In questo tempo di Quaresima ci stiamo preparando alla celebrazione della Pasqua, quando rinnoveremo le promesse del nostro Battesimo. Camminiamo nel mondo come Gesù e facciamo di tutta la nostra esistenza un segno del suo amore per i nostri fratelli, specialmente i più deboli e i più poveri, noi costruiamo a Dio un tempio nella nostra vita. E così lo rendiamo “incontrabile” per tante persone che troviamo sul nostro cammino. Se noi siamo testimoni di questo Cristo vivo, tante gente incontrerà Gesù in noi, nella nostra testimonianza. Ma - ci domandiamo, e ognuno di noi si può domandare –: il Signore si sente veramente a casa nella mia vita? Gli permettiamo di fare “pulizia” nel nostro cuore e di scacciare gli idoli, cioè quegli atteggiamenti di cupidigia, gelosia, mondanità, invidia, odio, quell’abitudine di chiacchierare e “spellare” gli altri? […]

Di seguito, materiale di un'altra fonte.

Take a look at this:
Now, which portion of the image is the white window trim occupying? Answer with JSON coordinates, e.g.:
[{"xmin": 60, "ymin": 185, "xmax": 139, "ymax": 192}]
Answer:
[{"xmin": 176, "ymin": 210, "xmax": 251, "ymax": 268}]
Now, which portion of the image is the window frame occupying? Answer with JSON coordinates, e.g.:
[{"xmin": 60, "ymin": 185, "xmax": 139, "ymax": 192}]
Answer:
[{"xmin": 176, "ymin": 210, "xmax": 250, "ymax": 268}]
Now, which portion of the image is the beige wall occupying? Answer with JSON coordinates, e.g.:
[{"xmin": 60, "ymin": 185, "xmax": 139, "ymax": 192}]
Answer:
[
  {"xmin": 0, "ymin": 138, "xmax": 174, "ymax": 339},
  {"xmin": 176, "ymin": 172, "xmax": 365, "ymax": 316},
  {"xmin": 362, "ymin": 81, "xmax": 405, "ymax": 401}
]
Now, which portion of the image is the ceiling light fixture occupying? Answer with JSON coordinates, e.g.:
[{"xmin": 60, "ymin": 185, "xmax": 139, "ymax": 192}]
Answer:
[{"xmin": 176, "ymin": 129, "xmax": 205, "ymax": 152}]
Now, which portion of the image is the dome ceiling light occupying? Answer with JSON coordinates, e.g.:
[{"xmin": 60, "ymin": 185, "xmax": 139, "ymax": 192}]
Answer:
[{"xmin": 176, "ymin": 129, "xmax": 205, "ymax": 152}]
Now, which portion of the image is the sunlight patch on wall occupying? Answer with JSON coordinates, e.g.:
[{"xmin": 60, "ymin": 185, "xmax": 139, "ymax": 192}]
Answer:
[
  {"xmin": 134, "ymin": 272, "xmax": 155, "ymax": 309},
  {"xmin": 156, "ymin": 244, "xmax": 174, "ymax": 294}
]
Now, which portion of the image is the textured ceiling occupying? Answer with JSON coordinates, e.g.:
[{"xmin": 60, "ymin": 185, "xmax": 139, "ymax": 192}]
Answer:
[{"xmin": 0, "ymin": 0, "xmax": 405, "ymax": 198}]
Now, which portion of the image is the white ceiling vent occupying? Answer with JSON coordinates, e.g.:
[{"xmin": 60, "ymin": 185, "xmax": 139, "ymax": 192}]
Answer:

Ogni Eucaristia che celebriamo con fede ci fa crescere come tempio vivo del Signore, grazie alla comunione con il suo Corpo crocifisso e risorto. Gesù conosce quello che c’è in ognuno di noi, e conosce pure il nostro più ardente desiderio: quello di essere abitati da Lui, solo da Lui. Lasciamolo entrare nella nostra vita, nella nostra famiglia, nei nostri cuori.